In deze zaak, behandeld door het Gerecht in Eerste Aanleg van Aruba, heeft de stichting FUNDACION LOTTO PA DEPORTE (hierna: Lotto) een kort geding aangespannen tegen een gedaagde partij. Lotto vorderde onder andere de opheffing van een executoriaal beslag dat door de gedaagde op 1 maart 2022 was gelegd. Lotto stelde dat het beslag vexatoir was en vroeg om terugbetaling van eventuele aan de gedaagde betaalde gelden. De procedure begon met een verzoekschrift dat op 25 februari 2022 werd ingediend, gevolgd door een mondelinge behandeling op 11 maart 2022.
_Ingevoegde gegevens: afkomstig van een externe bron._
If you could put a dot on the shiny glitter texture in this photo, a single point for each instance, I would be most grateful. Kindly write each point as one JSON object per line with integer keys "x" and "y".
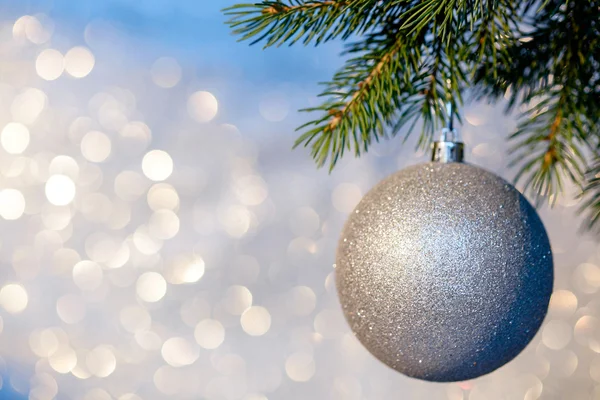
{"x": 444, "y": 272}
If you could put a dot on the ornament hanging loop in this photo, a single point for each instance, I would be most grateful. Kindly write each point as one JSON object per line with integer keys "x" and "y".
{"x": 448, "y": 148}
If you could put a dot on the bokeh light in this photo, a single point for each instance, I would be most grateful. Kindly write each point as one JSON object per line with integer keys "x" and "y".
{"x": 256, "y": 321}
{"x": 60, "y": 190}
{"x": 13, "y": 298}
{"x": 157, "y": 165}
{"x": 50, "y": 64}
{"x": 15, "y": 138}
{"x": 203, "y": 106}
{"x": 151, "y": 287}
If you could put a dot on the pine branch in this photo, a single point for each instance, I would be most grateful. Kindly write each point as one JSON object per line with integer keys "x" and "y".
{"x": 278, "y": 22}
{"x": 591, "y": 197}
{"x": 363, "y": 94}
{"x": 410, "y": 56}
{"x": 551, "y": 71}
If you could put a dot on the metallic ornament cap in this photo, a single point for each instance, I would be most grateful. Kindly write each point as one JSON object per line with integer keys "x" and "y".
{"x": 448, "y": 152}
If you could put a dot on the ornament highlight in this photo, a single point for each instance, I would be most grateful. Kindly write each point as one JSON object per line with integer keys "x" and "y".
{"x": 444, "y": 271}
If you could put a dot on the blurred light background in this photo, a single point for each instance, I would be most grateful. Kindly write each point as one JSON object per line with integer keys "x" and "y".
{"x": 160, "y": 240}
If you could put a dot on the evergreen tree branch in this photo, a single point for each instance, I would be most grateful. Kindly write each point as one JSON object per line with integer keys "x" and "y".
{"x": 279, "y": 22}
{"x": 411, "y": 56}
{"x": 591, "y": 198}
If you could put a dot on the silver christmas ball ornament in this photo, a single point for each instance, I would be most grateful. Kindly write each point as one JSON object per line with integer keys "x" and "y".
{"x": 444, "y": 270}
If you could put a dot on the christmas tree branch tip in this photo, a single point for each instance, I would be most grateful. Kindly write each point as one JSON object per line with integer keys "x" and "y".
{"x": 404, "y": 59}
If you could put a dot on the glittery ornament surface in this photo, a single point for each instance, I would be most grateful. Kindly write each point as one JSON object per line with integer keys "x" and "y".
{"x": 444, "y": 272}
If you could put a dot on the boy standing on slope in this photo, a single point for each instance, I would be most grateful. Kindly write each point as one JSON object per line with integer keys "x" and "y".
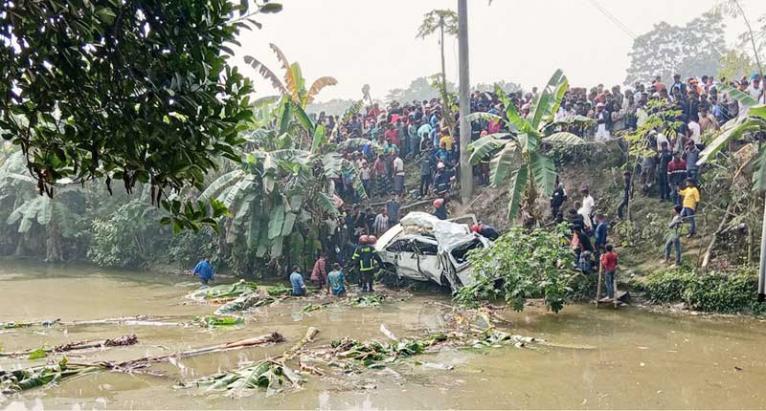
{"x": 609, "y": 265}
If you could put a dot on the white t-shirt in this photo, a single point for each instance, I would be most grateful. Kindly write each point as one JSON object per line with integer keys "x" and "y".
{"x": 587, "y": 204}
{"x": 694, "y": 127}
{"x": 660, "y": 138}
{"x": 399, "y": 166}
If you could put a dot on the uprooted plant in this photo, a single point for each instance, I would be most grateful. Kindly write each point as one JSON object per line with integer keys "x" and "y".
{"x": 37, "y": 376}
{"x": 522, "y": 264}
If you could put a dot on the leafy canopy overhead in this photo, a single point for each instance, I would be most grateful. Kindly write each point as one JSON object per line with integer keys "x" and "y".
{"x": 132, "y": 90}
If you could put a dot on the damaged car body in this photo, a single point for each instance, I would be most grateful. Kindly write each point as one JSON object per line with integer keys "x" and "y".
{"x": 424, "y": 248}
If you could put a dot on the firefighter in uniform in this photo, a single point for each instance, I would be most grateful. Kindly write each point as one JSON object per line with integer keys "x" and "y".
{"x": 367, "y": 261}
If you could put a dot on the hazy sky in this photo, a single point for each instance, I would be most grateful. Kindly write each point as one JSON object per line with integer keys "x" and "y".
{"x": 366, "y": 41}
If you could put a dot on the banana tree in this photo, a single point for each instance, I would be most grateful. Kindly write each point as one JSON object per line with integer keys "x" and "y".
{"x": 292, "y": 84}
{"x": 517, "y": 158}
{"x": 443, "y": 21}
{"x": 54, "y": 215}
{"x": 281, "y": 196}
{"x": 752, "y": 123}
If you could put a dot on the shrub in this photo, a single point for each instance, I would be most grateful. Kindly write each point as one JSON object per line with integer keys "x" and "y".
{"x": 667, "y": 286}
{"x": 714, "y": 292}
{"x": 522, "y": 265}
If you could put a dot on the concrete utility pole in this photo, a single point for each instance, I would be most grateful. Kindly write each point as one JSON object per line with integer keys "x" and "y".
{"x": 762, "y": 267}
{"x": 466, "y": 172}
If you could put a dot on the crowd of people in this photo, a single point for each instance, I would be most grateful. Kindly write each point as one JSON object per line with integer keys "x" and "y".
{"x": 376, "y": 141}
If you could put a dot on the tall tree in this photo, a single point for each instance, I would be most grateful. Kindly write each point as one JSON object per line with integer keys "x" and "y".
{"x": 293, "y": 84}
{"x": 693, "y": 49}
{"x": 443, "y": 21}
{"x": 518, "y": 159}
{"x": 135, "y": 90}
{"x": 755, "y": 37}
{"x": 419, "y": 89}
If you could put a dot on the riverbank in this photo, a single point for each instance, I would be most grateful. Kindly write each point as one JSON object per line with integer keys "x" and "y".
{"x": 634, "y": 362}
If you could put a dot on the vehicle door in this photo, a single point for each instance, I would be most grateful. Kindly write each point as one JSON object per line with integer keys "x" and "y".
{"x": 429, "y": 265}
{"x": 458, "y": 258}
{"x": 405, "y": 259}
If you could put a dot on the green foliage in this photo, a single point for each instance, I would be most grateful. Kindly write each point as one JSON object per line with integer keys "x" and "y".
{"x": 713, "y": 292}
{"x": 666, "y": 49}
{"x": 37, "y": 354}
{"x": 521, "y": 265}
{"x": 38, "y": 376}
{"x": 521, "y": 160}
{"x": 373, "y": 354}
{"x": 129, "y": 236}
{"x": 293, "y": 85}
{"x": 267, "y": 375}
{"x": 212, "y": 321}
{"x": 278, "y": 290}
{"x": 137, "y": 92}
{"x": 224, "y": 291}
{"x": 367, "y": 300}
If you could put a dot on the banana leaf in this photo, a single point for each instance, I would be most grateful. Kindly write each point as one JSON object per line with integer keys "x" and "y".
{"x": 224, "y": 291}
{"x": 270, "y": 375}
{"x": 212, "y": 321}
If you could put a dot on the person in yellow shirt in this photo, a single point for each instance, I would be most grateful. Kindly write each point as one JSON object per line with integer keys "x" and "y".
{"x": 446, "y": 141}
{"x": 691, "y": 195}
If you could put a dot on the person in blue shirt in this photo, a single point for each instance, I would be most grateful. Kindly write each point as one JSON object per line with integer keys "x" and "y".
{"x": 336, "y": 281}
{"x": 204, "y": 270}
{"x": 296, "y": 281}
{"x": 601, "y": 232}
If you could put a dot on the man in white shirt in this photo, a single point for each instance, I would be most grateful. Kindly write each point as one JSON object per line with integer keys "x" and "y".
{"x": 380, "y": 225}
{"x": 694, "y": 131}
{"x": 755, "y": 90}
{"x": 661, "y": 138}
{"x": 398, "y": 175}
{"x": 586, "y": 210}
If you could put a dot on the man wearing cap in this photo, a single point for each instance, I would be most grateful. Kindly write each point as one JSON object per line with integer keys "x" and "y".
{"x": 367, "y": 260}
{"x": 602, "y": 121}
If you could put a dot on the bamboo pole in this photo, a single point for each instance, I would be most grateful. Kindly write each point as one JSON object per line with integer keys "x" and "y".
{"x": 598, "y": 286}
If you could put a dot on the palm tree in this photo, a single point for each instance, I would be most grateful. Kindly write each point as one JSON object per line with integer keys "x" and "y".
{"x": 293, "y": 84}
{"x": 442, "y": 20}
{"x": 519, "y": 157}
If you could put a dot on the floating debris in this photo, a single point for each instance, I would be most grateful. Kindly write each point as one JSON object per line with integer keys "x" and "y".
{"x": 224, "y": 292}
{"x": 43, "y": 352}
{"x": 219, "y": 321}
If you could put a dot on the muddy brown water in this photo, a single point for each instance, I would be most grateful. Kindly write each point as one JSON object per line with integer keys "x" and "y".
{"x": 641, "y": 360}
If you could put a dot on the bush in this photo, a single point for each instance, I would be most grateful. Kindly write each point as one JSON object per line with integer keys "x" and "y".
{"x": 667, "y": 286}
{"x": 714, "y": 292}
{"x": 522, "y": 265}
{"x": 129, "y": 237}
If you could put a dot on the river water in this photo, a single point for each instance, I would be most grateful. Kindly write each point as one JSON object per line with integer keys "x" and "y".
{"x": 640, "y": 360}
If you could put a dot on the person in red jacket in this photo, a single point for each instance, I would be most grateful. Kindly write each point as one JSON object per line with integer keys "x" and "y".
{"x": 609, "y": 265}
{"x": 676, "y": 176}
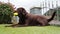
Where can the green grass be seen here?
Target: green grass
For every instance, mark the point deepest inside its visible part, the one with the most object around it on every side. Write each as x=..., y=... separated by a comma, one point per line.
x=29, y=30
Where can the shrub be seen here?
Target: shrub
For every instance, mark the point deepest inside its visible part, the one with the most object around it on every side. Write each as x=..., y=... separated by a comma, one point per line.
x=6, y=13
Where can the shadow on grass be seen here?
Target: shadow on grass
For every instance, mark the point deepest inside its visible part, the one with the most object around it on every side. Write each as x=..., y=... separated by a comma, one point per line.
x=29, y=26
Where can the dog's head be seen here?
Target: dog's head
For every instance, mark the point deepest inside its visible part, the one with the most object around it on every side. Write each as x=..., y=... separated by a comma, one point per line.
x=21, y=11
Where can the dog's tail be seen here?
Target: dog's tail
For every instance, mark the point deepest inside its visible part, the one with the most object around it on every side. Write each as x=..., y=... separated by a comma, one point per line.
x=52, y=17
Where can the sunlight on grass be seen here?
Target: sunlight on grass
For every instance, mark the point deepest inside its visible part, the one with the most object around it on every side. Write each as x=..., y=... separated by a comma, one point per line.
x=29, y=30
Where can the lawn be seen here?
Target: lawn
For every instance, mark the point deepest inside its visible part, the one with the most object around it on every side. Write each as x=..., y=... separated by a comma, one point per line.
x=29, y=30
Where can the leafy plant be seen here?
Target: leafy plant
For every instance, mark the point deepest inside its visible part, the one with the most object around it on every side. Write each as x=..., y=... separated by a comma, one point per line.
x=6, y=13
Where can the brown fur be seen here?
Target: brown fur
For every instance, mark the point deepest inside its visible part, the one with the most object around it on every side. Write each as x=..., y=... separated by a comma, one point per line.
x=32, y=20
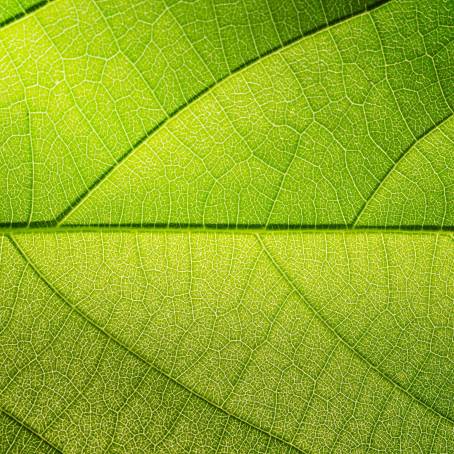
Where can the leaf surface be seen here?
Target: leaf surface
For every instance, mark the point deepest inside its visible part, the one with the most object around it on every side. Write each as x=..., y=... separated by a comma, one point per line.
x=226, y=227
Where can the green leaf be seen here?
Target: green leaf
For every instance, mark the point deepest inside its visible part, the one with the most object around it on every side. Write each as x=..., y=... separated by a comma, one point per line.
x=226, y=226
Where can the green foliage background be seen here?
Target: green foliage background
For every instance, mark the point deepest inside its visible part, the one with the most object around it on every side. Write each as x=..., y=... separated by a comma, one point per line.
x=226, y=226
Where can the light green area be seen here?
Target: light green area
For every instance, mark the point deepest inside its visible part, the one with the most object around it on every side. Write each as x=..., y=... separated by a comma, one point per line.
x=182, y=342
x=212, y=113
x=160, y=162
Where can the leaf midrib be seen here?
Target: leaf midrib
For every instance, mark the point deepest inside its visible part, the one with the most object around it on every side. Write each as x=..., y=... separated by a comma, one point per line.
x=139, y=356
x=245, y=229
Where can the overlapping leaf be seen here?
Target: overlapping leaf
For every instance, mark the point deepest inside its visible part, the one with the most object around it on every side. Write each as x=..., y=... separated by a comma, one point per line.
x=226, y=226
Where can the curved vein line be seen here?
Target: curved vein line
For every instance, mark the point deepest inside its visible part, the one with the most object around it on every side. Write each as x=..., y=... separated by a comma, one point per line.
x=24, y=13
x=81, y=198
x=29, y=429
x=390, y=171
x=351, y=348
x=137, y=355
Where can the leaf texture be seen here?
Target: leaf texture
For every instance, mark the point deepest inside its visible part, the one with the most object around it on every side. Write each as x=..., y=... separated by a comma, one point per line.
x=226, y=226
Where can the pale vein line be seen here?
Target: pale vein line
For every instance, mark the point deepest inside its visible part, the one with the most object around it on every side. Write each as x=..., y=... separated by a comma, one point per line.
x=24, y=14
x=355, y=351
x=391, y=170
x=138, y=356
x=79, y=200
x=29, y=429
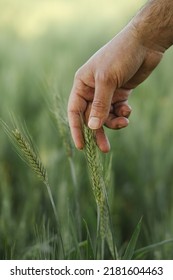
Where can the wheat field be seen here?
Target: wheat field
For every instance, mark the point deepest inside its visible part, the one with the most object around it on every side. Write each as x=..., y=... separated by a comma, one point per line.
x=42, y=44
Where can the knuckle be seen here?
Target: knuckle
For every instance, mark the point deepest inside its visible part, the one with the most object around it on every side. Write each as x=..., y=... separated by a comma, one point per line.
x=99, y=104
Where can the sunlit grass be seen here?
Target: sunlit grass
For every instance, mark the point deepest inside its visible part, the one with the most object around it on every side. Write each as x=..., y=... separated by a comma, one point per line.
x=30, y=18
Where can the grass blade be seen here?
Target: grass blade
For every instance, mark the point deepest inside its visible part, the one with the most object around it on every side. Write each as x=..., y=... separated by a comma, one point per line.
x=132, y=243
Tijdens de zitting voerde Lotto haar vorderingen aan, maar de gedaagde partij voerde verweer en stelde dat Lotto niet-ontvankelijk moest worden verklaard. Het Gerecht oordeelde dat er geen gronden waren om Lotto niet-ontvankelijk te verklaren en verwierp het verweer van de gedaagde. Echter, de vorderingen van Lotto werden afgewezen. Het Gerecht oordeelde dat de vordering tot opheffing van het beslag niet toelaatbaar was in kort geding, en dat Lotto geen spoedeisend belang had bij de gevraagde terugbetaling van gelden.
Uiteindelijk wees het Gerecht de vorderingen van Lotto af en compenseerde de proceskosten tussen partijen, zodat ieder zijn eigen kosten droeg. Dit vonnis werd uitgesproken op 23 maart 2022 door mr. A.H.M. van de Leur in aanwezigheid van de griffier.